Daniel rolls his eyes. “Your family has been kind to me, done more for me than you know. But this is my choice and mine only.”
“Then fucking tell me why.”
“No.”
Oscar throws his hands up in the air. It’s a better alternative to where he really wants to throw them.
“You know, I thought I knew you; I really did. I went into your office everyday thinking, ‘yeah, I want to be like him, because I know him’. Because I want to help people. Help them like you did.” He forces the words out. He almost thinks he’s gotten through to him.
“You don’t know anything about me.” Daniel says, quietly. “Nothing, nada, nix. No one does, fuck!” He shuts his eyes and rubs them with his free hand. “Jeez, Oscar. Can’t you find some other fucking role model. Don’t make my mistakes, don’t be like I am.”

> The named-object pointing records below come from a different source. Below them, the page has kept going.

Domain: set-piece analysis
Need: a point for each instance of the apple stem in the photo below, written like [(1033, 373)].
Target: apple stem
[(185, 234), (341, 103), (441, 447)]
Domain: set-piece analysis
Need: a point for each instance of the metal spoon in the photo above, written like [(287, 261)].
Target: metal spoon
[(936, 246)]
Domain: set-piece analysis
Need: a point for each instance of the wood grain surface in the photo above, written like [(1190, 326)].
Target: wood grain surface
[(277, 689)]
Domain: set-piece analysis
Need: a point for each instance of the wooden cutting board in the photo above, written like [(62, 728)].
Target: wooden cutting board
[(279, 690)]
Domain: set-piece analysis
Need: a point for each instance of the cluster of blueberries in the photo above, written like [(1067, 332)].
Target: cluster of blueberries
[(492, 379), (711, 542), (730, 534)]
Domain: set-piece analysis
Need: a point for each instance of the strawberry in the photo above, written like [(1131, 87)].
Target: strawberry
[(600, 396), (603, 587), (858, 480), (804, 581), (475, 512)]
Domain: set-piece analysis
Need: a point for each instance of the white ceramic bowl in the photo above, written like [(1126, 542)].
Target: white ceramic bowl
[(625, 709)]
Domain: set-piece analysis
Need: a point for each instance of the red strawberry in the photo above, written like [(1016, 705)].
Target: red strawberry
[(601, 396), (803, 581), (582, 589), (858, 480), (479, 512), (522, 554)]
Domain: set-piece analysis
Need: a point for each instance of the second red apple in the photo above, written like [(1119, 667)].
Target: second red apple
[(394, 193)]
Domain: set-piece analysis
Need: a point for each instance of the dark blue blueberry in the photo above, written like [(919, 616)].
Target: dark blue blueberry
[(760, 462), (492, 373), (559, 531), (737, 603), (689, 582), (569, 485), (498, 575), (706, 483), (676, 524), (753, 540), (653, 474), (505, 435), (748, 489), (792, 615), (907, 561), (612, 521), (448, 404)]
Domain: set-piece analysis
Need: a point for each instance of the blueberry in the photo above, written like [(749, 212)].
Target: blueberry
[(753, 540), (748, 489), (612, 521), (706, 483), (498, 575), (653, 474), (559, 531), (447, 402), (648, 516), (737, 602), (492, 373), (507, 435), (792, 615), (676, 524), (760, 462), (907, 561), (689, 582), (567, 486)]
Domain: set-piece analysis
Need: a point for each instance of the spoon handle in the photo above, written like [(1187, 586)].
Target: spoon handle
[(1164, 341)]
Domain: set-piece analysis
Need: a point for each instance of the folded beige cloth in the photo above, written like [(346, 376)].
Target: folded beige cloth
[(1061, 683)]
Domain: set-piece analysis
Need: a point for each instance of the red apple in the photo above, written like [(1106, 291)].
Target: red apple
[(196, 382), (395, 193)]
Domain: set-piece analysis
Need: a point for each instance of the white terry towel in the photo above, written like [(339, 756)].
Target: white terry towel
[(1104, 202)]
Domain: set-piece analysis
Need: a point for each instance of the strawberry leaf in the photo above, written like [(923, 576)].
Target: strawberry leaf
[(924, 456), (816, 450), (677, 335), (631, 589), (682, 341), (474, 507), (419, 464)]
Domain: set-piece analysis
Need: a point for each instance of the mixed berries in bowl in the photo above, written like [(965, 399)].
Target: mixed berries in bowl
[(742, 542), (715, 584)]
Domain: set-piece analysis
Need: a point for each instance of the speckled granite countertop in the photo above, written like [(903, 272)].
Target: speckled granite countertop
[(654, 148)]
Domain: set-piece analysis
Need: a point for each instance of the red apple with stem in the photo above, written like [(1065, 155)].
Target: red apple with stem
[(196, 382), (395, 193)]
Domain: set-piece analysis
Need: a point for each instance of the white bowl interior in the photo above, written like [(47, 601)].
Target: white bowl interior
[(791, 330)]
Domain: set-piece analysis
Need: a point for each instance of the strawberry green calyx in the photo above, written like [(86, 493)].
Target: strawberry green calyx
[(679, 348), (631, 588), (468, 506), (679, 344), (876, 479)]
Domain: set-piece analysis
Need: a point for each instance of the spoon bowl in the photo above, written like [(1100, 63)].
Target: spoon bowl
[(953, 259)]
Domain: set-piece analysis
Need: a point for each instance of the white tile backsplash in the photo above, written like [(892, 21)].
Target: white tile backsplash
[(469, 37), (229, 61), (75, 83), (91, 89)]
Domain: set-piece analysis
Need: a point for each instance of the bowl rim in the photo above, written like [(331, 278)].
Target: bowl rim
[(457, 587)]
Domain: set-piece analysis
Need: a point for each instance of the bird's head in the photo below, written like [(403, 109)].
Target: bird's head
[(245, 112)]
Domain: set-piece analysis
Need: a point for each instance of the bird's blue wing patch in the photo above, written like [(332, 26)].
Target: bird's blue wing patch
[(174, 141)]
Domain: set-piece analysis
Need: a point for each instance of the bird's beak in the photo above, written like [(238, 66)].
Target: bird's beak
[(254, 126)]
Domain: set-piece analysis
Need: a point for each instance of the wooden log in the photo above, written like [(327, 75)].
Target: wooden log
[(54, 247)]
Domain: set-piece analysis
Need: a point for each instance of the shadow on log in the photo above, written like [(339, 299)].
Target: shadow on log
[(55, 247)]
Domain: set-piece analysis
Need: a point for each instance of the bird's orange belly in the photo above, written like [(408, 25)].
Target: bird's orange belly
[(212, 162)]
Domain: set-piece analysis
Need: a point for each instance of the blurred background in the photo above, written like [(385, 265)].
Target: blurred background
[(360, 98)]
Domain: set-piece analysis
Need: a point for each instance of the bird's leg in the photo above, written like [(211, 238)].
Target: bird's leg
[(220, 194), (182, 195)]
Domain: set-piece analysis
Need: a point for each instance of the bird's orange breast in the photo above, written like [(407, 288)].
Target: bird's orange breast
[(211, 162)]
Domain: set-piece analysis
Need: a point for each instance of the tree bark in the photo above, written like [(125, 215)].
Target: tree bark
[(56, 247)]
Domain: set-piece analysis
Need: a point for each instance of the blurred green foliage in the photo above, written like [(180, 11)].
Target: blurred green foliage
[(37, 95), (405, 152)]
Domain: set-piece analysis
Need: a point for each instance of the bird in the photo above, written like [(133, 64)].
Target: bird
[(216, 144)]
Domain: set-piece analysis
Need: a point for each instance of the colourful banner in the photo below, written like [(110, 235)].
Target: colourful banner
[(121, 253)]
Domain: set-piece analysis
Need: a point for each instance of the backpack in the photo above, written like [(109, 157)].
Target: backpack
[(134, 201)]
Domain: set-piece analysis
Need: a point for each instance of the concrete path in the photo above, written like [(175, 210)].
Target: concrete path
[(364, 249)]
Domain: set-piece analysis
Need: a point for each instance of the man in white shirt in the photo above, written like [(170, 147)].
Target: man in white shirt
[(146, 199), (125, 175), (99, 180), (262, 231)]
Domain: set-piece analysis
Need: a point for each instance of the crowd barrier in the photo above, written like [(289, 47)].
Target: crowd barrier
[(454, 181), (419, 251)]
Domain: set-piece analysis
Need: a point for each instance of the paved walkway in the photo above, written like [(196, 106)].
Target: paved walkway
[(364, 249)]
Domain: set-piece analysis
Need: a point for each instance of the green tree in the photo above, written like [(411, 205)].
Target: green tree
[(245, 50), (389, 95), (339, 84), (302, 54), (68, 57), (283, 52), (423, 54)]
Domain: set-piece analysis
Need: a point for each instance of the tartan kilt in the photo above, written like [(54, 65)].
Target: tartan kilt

“I already am like you.” He tells him, can’t not. “But you already knew that, didn’t you?”
Daniel looks at him for a very long time. He blinks. “What do you mean.” It’s not a question, yet Oscar’s answers anyway.
“You know what I mean.”
“You’re—you—no.” He stammers. “You’re not like me.” He says, finally.
Oscar holds eye contact with him, watching. “No, I could never be like you. I could never betray my own ethics. But I am… I am.” He states.
“Fine!” Daniel snaps. “Okay. But you can still go marry a nice girl, you can do that. You can pretend none of it has happened and go on to live your life without these,” he waves around like a madman, “shadows following you.”
Oscar stares at him unblinking, knowing what would fall if he did. “You’re right,” he says. “I am nothing like you. I could never—I could never pretend to be someone I’m not. I could never act like I don’t love who I love.”
Daniel takes out a new cigarette and lights it, blowing the smoke directly into Oscar’s face. This time he does cough. “You can’t fucking say things like this.” He inhales sharply. “What the fuck are you even thinking?! I’m on your fucking opponent’s side; I can’t know this! Fuck!” He exclaims.
“This is what I mean!” Oscar urges. “Do you think Brown would stop me once I poured my heart out to him? No! He would wait until he has as much dirt on me as possible.”
“Oscar,” Daniel stops him. “Stop talking. For both of us I need you to pretend this conversation never took place. You didn’t say any of this, got it? You need to be careful.”
Oscar stands defiantly. He takes a step closer, close enough Daniel can hear what he has to say, even when the words barely reach a whisper. “I trusted you.” His eyes dark and lips pulled into a tight line; he doesn’t pull his punches. “No, I believed in you.”
“I know,” Daniel’s words are barely even a sound. “And now I need you to leave.” Go, he mouths.
Oscar turns on his heels.
Whatever amends he thought he would be making, no, whatever questions he thought he might get answered, none of his expectations happened. He doesn’t know what he was thinking to make his way out there.
His mum is waiting in the car when he finally finds her. She doesn’t comment on his mood.